APPEAL from an order of
the circuit court for Milwaukee County:
MICHAEL D. GUOLEE, Judge. Affirmed.
FINE,
J. Dennis J. Arnold appeals, pro se, from the trial
court's dismissal of his complaint.
Although Arnold's notice of appeal and pleadings in this matter are
largely incomprehensible, we assume that he appeals from both aspects of the
trial court's order: (1) dismissal of
his complaint as against Milwaukee County, upon which service was apparently
made, because the complaint failed to state a claim against Milwaukee County;
and (2) dismissal, without prejudice, of the complaint insofar as it purports
to state a claim against the City of Milwaukee. We affirm.
The County of Milwaukee
and the City of Milwaukee are distinct and separate entities. A civil action against a person or entity is
commenced by the filing with the circuit court of “a summons and complaint
naming the person” or entity “as defendant,” “provided service of an
authenticated copy of the summons and of the complaint is made upon the
defendant under this chapter within 60 days after filing.” Rule 801.02(1), Stats. In order to be
legally sufficient, a complaint must set forth a “short and plain statement of
the claim” asserted against the defendant, “identifying the transaction or occurrence
or series of transactions or occurrences out of which the claim arises and
showing that the pleader is entitled to relief.” Rule 802.02(1)(a), Stats. A complaint that does not state
a claim against the defendant must be dismissed. See Rule
802.06(2) & (3), Stats.
Neither the summons in
this case (subtitled “Notice of motion to dismiss or for a more definite
statement”) nor the attached document that purports to be the complaint names
the County of Milwaukee as a defendant.
Moreover, as the trial court pointed out, the document purporting to be
the complaint does not allege any action or inaction by the County of Milwaukee
or any of its employees that could form any basis for a claim against the
County of Milwaukee. The trial court's
dismissal of the complaint as against the County of Milwaukee for failure to
state a claim against the County of Milwaukee is affirmed.
The summons in this
action names the City of Milwaukee as the defendant. The circuit court, however, does not have jurisdiction over a
defendant unless proper service is made on that defendant within 60 days of the
date the summons and complaint were filed with the court. Rule
801.02, Stats.
Appellate courts decide
appeals based on the law and the facts that are revealed by the appellate
record, and we are bound by the record as it comes to us. Duhame v.

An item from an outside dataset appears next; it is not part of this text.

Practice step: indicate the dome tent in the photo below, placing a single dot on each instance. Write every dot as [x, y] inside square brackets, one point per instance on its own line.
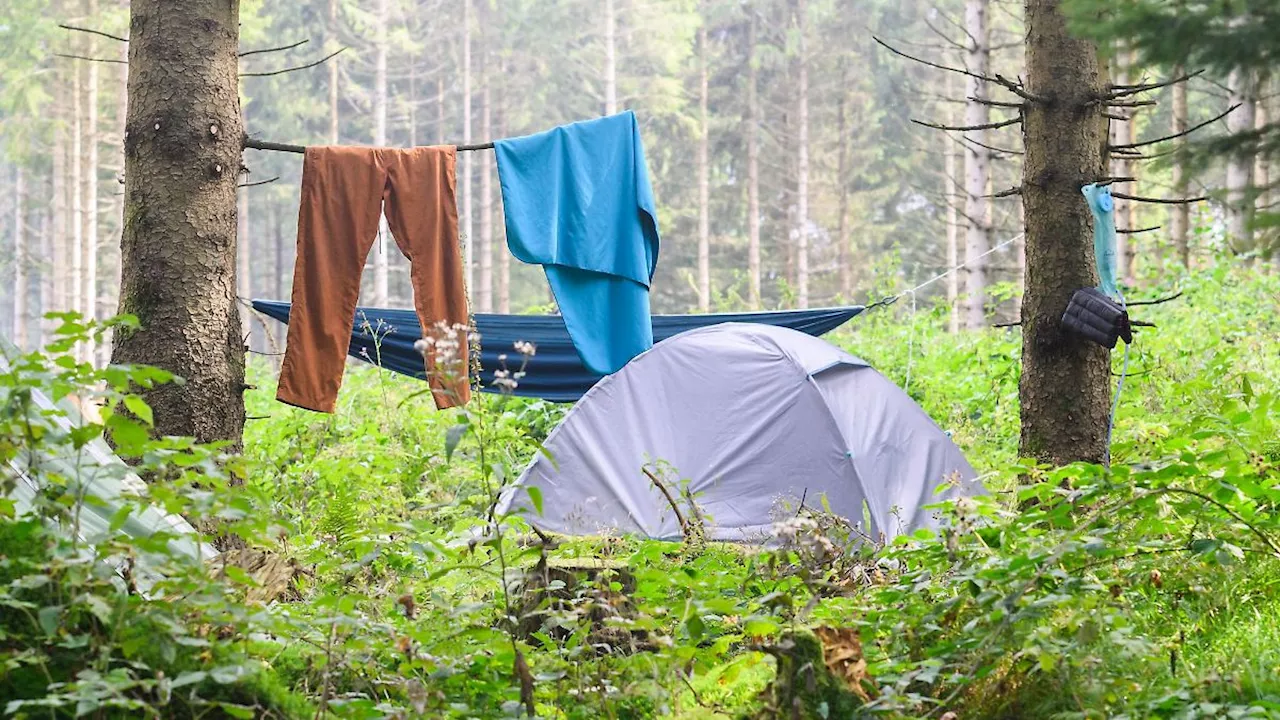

Duhame, 154 Wis.2d 258, 269, 453 N.W.2d 149, 153 (Ct. App. 1989). Thus,
when the appellate record does not support the appellant's contention that the
trial court erred, we must assume that the missing material supports the trial
court's ruling. Ibid.
There is nothing in the
record on appeal that indicates that the City of Milwaukee was ever served with
an authenticated copy of the summons and complaint. Indeed, Arnold does not even contend that there was service on
the City of Milwaukee. Accordingly, the
trial court's dismissal of the complaint against the City of Milwaukee without
prejudice is affirmed.
By the Court.—Order
affirmed.
This opinion will not be
published. See Rule 809.23(1)(b)4, Stats.